If the IRS wants to do as you suggest, let them do it. As far as I am concerned, Americans are, with the bad publicity that would ensue, just be shooting themselves in the foot. They are becoming a pariah state. Anecdotally I notice that here in Colombia. Young people I talk to here who are thinking of a new country to better their lives overwhelmingly prefer Canada, New Zealand, and Australia.
@ArcticGrayling, you may be overestimating people’s tolerance for being declared a criminal, even by a foreign country. Certainly there’s no shortage of people over at isaacbrocksociety.ca preemptively lighting their hair on fire at the thought that the IRS *might* send them a threatening letter, at some unspecified time in the future.
My hope is that the IRS does carry out such a boneheaded maneuver, creating enough sturm and drang and bad publicity that the US considers changing its policy towards non-resident taxation. But in that I may be in turn overestimating the USA’s rationality. Idle wishful thinking is an easy way to while away an afternoon.

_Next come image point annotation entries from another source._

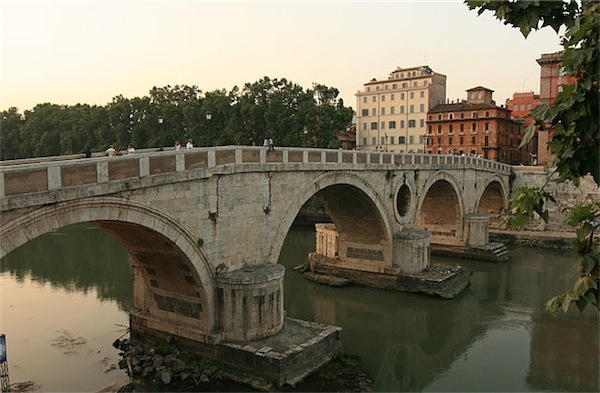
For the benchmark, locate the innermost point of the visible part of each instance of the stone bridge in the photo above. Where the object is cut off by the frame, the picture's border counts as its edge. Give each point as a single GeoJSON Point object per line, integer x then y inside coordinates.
{"type": "Point", "coordinates": [204, 227]}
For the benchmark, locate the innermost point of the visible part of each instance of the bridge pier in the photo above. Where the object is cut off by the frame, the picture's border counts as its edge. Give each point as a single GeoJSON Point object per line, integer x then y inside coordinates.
{"type": "Point", "coordinates": [409, 270]}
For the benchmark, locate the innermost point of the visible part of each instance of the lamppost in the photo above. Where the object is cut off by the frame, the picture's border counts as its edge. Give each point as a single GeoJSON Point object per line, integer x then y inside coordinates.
{"type": "Point", "coordinates": [305, 131]}
{"type": "Point", "coordinates": [208, 117]}
{"type": "Point", "coordinates": [386, 141]}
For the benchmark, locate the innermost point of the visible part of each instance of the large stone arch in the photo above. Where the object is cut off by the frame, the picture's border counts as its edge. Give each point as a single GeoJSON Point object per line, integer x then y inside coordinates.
{"type": "Point", "coordinates": [492, 199]}
{"type": "Point", "coordinates": [329, 187]}
{"type": "Point", "coordinates": [174, 284]}
{"type": "Point", "coordinates": [440, 210]}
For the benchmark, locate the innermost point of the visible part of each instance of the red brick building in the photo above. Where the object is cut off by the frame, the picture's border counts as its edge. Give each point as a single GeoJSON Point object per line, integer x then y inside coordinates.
{"type": "Point", "coordinates": [552, 80]}
{"type": "Point", "coordinates": [476, 126]}
{"type": "Point", "coordinates": [521, 105]}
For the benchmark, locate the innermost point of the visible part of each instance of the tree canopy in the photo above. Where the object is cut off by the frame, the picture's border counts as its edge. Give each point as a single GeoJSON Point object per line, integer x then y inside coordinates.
{"type": "Point", "coordinates": [269, 107]}
{"type": "Point", "coordinates": [574, 118]}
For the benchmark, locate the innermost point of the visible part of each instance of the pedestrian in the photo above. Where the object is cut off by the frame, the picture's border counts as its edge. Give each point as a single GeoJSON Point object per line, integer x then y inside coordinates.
{"type": "Point", "coordinates": [87, 152]}
{"type": "Point", "coordinates": [111, 151]}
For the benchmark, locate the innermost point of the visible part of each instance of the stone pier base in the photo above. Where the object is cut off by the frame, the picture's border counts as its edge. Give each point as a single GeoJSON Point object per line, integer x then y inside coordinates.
{"type": "Point", "coordinates": [287, 357]}
{"type": "Point", "coordinates": [439, 280]}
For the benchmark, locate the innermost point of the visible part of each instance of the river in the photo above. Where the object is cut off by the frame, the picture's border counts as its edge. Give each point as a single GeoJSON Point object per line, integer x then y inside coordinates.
{"type": "Point", "coordinates": [65, 298]}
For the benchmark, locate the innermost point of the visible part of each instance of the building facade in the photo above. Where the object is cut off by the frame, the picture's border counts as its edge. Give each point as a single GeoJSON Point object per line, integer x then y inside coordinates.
{"type": "Point", "coordinates": [392, 113]}
{"type": "Point", "coordinates": [552, 80]}
{"type": "Point", "coordinates": [475, 127]}
{"type": "Point", "coordinates": [521, 105]}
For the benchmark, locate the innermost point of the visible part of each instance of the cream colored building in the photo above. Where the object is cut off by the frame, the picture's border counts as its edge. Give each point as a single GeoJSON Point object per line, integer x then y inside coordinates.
{"type": "Point", "coordinates": [392, 113]}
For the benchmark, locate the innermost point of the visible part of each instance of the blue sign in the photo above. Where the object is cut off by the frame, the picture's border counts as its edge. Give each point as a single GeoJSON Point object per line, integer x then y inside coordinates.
{"type": "Point", "coordinates": [2, 348]}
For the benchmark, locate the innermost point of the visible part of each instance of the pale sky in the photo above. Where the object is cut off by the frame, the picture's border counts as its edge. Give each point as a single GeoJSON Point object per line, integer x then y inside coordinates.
{"type": "Point", "coordinates": [69, 52]}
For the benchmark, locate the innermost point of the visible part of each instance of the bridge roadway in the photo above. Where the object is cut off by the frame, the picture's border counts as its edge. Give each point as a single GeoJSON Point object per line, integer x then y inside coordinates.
{"type": "Point", "coordinates": [204, 227]}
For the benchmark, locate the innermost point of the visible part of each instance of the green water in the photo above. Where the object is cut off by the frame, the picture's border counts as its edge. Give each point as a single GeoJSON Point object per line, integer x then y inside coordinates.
{"type": "Point", "coordinates": [65, 298]}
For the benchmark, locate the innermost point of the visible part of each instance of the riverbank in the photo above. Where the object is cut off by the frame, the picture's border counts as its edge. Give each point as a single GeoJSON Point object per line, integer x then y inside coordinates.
{"type": "Point", "coordinates": [544, 239]}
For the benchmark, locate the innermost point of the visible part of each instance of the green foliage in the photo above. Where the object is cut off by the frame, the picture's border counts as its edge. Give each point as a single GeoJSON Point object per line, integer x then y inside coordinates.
{"type": "Point", "coordinates": [574, 118]}
{"type": "Point", "coordinates": [268, 107]}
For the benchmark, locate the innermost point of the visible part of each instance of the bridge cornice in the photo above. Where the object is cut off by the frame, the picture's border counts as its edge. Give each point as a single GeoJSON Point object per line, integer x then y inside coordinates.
{"type": "Point", "coordinates": [24, 183]}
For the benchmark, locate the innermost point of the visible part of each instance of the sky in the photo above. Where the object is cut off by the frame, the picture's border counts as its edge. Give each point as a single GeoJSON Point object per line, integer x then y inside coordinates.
{"type": "Point", "coordinates": [88, 52]}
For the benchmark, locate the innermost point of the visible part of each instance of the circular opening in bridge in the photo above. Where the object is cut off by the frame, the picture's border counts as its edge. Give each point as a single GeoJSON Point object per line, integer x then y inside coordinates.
{"type": "Point", "coordinates": [403, 200]}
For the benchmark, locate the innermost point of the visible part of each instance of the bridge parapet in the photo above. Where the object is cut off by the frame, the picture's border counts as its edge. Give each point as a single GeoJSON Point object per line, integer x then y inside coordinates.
{"type": "Point", "coordinates": [54, 176]}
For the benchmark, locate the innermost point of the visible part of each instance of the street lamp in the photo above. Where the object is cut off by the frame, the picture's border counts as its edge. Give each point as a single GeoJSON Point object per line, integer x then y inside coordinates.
{"type": "Point", "coordinates": [305, 131]}
{"type": "Point", "coordinates": [208, 116]}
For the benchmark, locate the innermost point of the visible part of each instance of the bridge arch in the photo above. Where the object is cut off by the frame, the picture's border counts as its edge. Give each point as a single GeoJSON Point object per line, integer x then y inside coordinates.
{"type": "Point", "coordinates": [173, 283]}
{"type": "Point", "coordinates": [440, 209]}
{"type": "Point", "coordinates": [493, 198]}
{"type": "Point", "coordinates": [354, 206]}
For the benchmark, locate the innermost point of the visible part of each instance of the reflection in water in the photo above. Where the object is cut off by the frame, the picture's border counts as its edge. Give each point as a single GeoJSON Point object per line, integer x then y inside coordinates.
{"type": "Point", "coordinates": [495, 336]}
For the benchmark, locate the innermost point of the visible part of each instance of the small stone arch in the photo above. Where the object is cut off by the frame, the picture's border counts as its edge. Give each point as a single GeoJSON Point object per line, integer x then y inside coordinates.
{"type": "Point", "coordinates": [377, 226]}
{"type": "Point", "coordinates": [174, 284]}
{"type": "Point", "coordinates": [493, 200]}
{"type": "Point", "coordinates": [440, 210]}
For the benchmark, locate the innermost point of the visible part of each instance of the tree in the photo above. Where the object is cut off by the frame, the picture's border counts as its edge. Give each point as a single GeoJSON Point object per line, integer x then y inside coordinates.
{"type": "Point", "coordinates": [575, 147]}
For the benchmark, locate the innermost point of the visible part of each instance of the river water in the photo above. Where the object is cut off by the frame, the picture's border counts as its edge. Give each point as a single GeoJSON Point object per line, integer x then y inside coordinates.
{"type": "Point", "coordinates": [65, 298]}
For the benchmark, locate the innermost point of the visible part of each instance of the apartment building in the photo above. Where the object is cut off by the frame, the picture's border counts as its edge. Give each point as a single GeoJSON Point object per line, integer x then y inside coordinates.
{"type": "Point", "coordinates": [475, 127]}
{"type": "Point", "coordinates": [392, 112]}
{"type": "Point", "coordinates": [552, 80]}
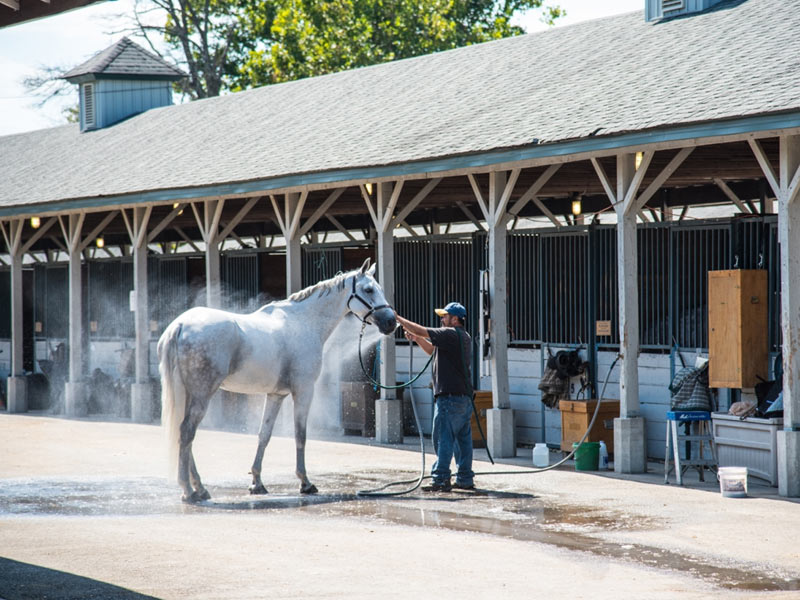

@PYYJ and Arctic: Unfortunately, nothing we have seen from IRS since the beginning of this nightmare indicates there is any rationality, logic or even common sense at IRS.
I think the only reason they won’t threaten and harass honest Canadians is because they simply don’t have the resources to do it. But, they are asking for more resources, so who knows what they might do?
Sadly, few Canadians affecfted by this are aware CRA does and and will not collect for IRS for any Canadian citizen and will not collect penalties for IRS for any citizens or residents. Way too many lawyers, accountants and journalists are not telling them either as they are telling them to “come clean before it’s too late.”
I have a friend who was told a few weeks ago by a Canadian accountant she needs to get compliant and then go to US Consulate to surrender her Green Card–even though she was born in Canada and only lived in US with her ex-husband from 1986 to 1989. I have tried to convince her to do nothing, but she believes she will be vulnerable to massive penalties if she does not follow her accountant’s advice. I feel guilty because she told her accountant about her Green Card after she learned about the IRS from my rants.
She is retired due to health issues and she did not need this issue foisted on her by a Canadian accountant who did not once mention CRA protections to her.